He writes,
Firedoglake began amplifying the message that Obama was selling out the left, that he was intentionally trying to undermine the public option in order to…something. It was never made clear exactly why Obama would work against a policy that he had specifically endorsed, other than that it meant Obama was in thrall to Big Business.Fecke links to my post at FDL. Here's the first graf of that post:
We now know that the White House, in secret negotiations with industry lobbyists, quietly killed the public option in July 2009. But when the President gave a nationally-televised, joint address to Congress on September 9, 2009, he implied that the public option was still on the table.You'll see that those links go to Think Progress, which cites Tom Daschle's book, and Obama's speech. There's nothing at all in there about "Obama intentionally trying to undermind" anything. The point is that a) Daschle admitted that the public option was sacrificed to AHIP as a bargaining chip; and b) Obama wasn't terribly honest about that.
(Side note: negotiating behind closed doors with industry lobbyists is something Obama expressly promised not to do when he campaigned for the presidency -- and specifically attacked Hillary Clinton for.)
We also know that Obama offered up the public option when he tried to get Chuck Grassley on board.
"If we do everything and resolve all the policy issues the way you want, with no public plan, do you think you'll be able to support the bill?"Fecke adds,Grassley looked away. "I don't know."
The public option was stripped from the bill for mundane reasons — it didn’t have enough support to get through the Senate. But that didn’t fit the FDL narrative, which is why they chose to believe and amplify information that came from dubious sources, because that information fit their narrative.I don't know what this "FDL narrative" Fecke is talking about or these "dubious sources" -- the sourcing above is all excellent. But the facts are that the public option was negotiated away pretty early on by Obama and the White House, and he never publicly fought for it. He campaigned on it, but he didn't insist that it be in the final bill, probably because he didn't think it was that important, and he thought getting something, anything passed -- was the goal.
Obama was happy to put the screws to someone like Dennis Kucinich in crunch time, but did he visit Blanche Lincoln's and Evan Bayh's districts, telling them to get behind the public option? No, he didn't.
What's more, the final health care bill passed via reconciliation in the Senate, and there certainly were 51 votes for it in the end. But Obama did not insist that it be put back in (again, probably because he made the calculation that a health care bill without a public option is still better than no health care bill).

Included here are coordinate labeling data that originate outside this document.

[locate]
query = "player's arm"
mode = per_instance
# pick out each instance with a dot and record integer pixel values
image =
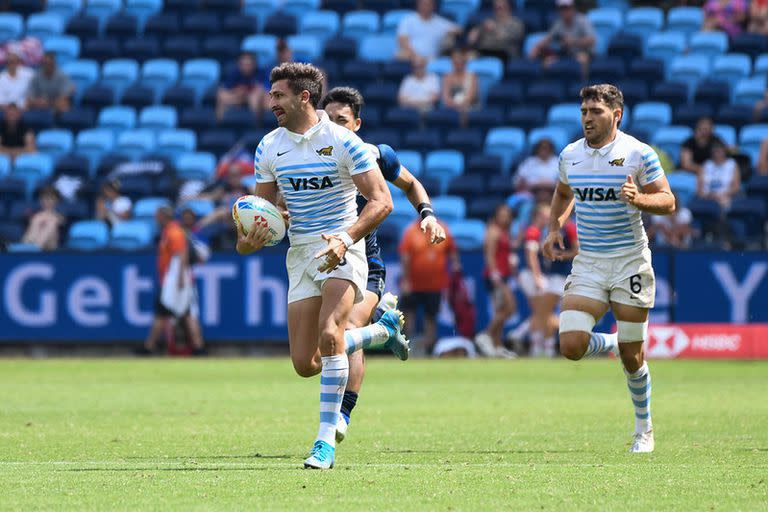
(560, 210)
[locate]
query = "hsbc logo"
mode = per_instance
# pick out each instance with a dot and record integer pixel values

But here's where it gets dicey: Obama later weirdly denied that he even campaigned on the public option, which wasn't true -- an odd fact Fecke conveniently doesn't mention. Why? Because he wants to absolve Obama of any duplicity here and blame everything on liberals.
The liberal complaints about Obama and the public option are easy enough to understand. It was clearly sacrificed to get industry insiders and corporatist Democrats and Republicans on board -- despite the fact that polling showed it was overwhelmingly supported by the public. But in the end, the White House made a political calculation that passing something was better than passing nothing -- and they appear to have been wrong. This is probably because people hate their insurance companies and they think they're paying too much every year in health care bills -- and there's nothing in the bill they see that will provide them a way to lower their costs any time soon. A public option would've given people a chance to opt-out of the noxious cartel that currently controls the health care industry.
Fecke also doesn't acknowledge that the public option was already a compromise position for liberals, who agreed to abandon single payer in favor of Obama's version of RomneyCare. And as much as liberals have expressed frustration with Obama, Obama and the White House haven't exactly endeared themselves to the base with their endless, pointless hippie punching.
To assert, as Fecke has, that all liberal complaints about Obama are based on lies and delusions and completely illegitimate, I think, simply isn't fair.